ここでライブコーナーの準備のため、アイドルたちは一旦撤収。ステージには「アイドルマスター」総合プロデューサーの坂上陽三氏をはじめとした主要スタッフがズラリと並んで、「これが本当のプロデューサーミーティング! 緊急スタッフ会議!!」を繰り広げた。司会を担当した赤羽根は「ステラステージで個人的に気に入っているポイントは?」「今まででいちばんフェチを感じた楽曲は?」といったトークテーマを提示。楽曲質問でほぼ名指しされた感じのあるサウンドプロデューサーの中川浩二氏(通称フェチ川さん)はキャストごとの歌の個性について、「やよいには特有のリズムと雰囲気がある。伊織の歌唱の語尾がきゅっと上がるときにかわいさがこぼれる感じがいい!」といったポイントを熱弁。サウンドチームの佐藤貴文氏は「各作家が初めてアイマスに提供する楽曲には想いが詰めこまれていてグッとくる」と語っていた。
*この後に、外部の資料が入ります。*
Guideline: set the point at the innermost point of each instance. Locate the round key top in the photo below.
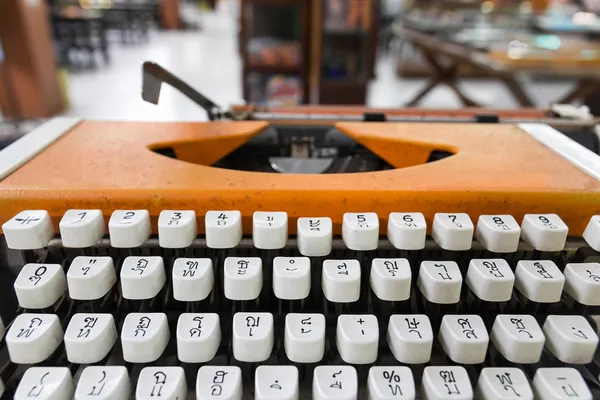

「いちばん心に残るCDシリーズは?」という設問には日本コロムビアの柏谷智浩プロデューサーが解答。柏谷氏はレコード大賞企画賞を受賞した「生っすか」シリーズのタイトルを挙げつつ、「一個一個のCDにテーマがあって、キャストも作家も作業ではなく本気で作っている」とアイマスCDの良さを語っていた。そして大トリ、「13年間でいちばん忘れられない出来事は?」を聞かれた坂上氏は、アイマスにとって初めての単独イベント・2006年1月の雪の赤羽会館シークレットイベントをチョイス。「雪がすごく降って電車も止まる中、多くのプロデューサーが待っていてくれたことにうるっときた。これからもアイマスをやっていこう、育てていこうと決意しました」と熱く誠実に語っていた。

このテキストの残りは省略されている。